What does a mom do at 4 am after her child pukes on her? After cleaning up the mess, I was too worried and anxious to sleep. So, I started Googling “migraine heredity,” and much to my dismay, my fears were reinforced.
Are migraines hereditary?
According to the Miami Headache Institute, this a “complex question.” Based on ongoing research into the connection between migraines and our genes, the short answer is: probably.
Since the mid-nineties, research into migraine heredity has progressed, slowly but surely. Unfortunately, migraine research is severely underfunded, with approximately $0.50 per migraine sufferer dedicated to research.

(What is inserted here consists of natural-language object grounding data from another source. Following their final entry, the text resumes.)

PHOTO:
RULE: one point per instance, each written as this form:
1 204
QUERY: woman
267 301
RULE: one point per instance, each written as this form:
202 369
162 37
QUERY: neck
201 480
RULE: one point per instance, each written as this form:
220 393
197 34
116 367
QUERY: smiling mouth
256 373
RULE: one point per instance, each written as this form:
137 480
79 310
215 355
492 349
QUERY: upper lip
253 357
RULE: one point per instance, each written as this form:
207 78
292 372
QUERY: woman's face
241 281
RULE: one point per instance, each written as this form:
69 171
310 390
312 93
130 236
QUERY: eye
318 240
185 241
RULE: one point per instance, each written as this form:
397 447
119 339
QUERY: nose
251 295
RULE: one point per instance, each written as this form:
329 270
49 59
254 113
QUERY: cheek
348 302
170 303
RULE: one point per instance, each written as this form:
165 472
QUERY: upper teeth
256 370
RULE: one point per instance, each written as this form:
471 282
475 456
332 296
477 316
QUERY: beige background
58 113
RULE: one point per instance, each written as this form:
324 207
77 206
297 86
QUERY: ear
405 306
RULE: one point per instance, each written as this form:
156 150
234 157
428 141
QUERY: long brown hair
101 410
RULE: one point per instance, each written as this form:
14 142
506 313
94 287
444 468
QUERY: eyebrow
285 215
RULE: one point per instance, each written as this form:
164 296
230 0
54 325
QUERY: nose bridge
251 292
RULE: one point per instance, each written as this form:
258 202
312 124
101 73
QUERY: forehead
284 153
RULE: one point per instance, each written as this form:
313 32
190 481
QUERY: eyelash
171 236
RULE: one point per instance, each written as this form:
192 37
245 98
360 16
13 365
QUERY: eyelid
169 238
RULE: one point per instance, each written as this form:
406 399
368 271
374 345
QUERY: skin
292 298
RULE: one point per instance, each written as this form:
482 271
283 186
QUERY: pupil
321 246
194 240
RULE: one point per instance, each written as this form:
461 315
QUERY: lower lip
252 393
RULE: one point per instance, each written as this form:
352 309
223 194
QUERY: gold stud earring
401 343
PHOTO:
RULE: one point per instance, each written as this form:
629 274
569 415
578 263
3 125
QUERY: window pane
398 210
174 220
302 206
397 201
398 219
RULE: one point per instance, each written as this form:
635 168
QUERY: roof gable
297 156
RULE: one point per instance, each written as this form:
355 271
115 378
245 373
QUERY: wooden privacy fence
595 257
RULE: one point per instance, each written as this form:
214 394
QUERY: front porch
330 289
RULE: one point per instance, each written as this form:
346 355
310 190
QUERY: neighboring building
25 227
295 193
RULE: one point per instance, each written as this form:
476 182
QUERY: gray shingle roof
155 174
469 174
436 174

In 1995, Charing Cross and Westminster Medical School conducted a study finding that a person’s risk for migraine is significantly increased by 1.4 – 4 times simply by having a first degree relative with migraine. Similarly, according to Mayo Clinic, 89-90% of migraine sufferers report having a relative with migraine.
In 2010, an international study found that a mutation in the KCNK18 gene inhibits the function of a protein called TRESK, causing the electrical activity of cells to be altered.
While research indicates that a genetic link in migraines is likely, it has yet to be proven definitively. However, with the advances that have already been made in the research of genetics and migraine, perhaps it won’t be long before clearer answers exist.
Funding for migraine research is desperately needed, though. If you have the ability or desire to donate to this cause, 100% of donations made to the Migraine Research Foundation go directly to migraine research. You can donate here.
As for my 4 year old, she ended up running a fever, indicating that her headache and tummy ache were likely viral. However, if she happens to have another “headache” episode, I am thankful that I will be able to recognize the signs and confident that I will be vigilant in seeking proper treatment for her as soon as possible.